Un frammento di esibizione di fronte al piccolo pubblico degli attivisti di Fukushima. I suoi brevi ricordi di Bertolucci, quando lo sminuiva al cospetto di Ennio Morricone. Il cinema, sempre presente. La rinascita – è il caso di dirlo – con Revenant di Alejandro González Iñárritu, stimato e amato. Gli esordi pop, sempre presenti all’orizzonte, come sempre presente è la musica e la sua costante ricerca sonora, come un bambino, con la stessa identica e ingenua curiosità.

Leggendo le recensioni di Coda, prima di guardarlo, pensavo che il documentario di Schible fosse l’ennesima indagine sull’approccio alla scrittura musicale di un grande compositore. E non lo dico in senso negativo. Lo dico per enfatizzare il fatto che non mi aspettassi di intraprendere chissà quale viaggio nella storia di questo artista giapponese.
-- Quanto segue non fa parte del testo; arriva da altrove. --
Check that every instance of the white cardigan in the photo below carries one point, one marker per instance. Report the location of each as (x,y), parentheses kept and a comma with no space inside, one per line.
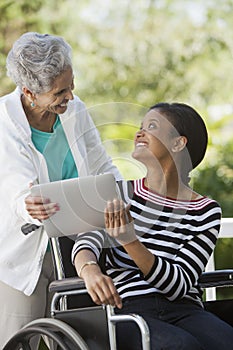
(21,256)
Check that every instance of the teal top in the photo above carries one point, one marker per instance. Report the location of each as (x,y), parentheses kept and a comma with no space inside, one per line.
(56,150)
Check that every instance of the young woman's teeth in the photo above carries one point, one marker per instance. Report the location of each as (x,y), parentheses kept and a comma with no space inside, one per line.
(64,104)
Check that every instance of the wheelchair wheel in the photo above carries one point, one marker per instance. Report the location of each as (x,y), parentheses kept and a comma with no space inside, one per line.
(60,335)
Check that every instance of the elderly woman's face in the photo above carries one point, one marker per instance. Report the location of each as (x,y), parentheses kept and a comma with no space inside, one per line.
(56,100)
Invece le mie aspettative sono state piacevolmente smentite.

Perché guardare Coda, documentario su Ryuichi Sakamoto?

Perchè è un documentario che porta alla luce i segreti più grandi dell’arte di Ryuichi Sakamoto: la sua semplice quotidianità, e poi perchè ci aiuta ricordare che un grande artista è tale perchè non cessa mai di dedicarsi alla ricerca della perfezione oppure, come nel caso di Sakamoto, di dedicarsi alla ricerca del suono perfetto.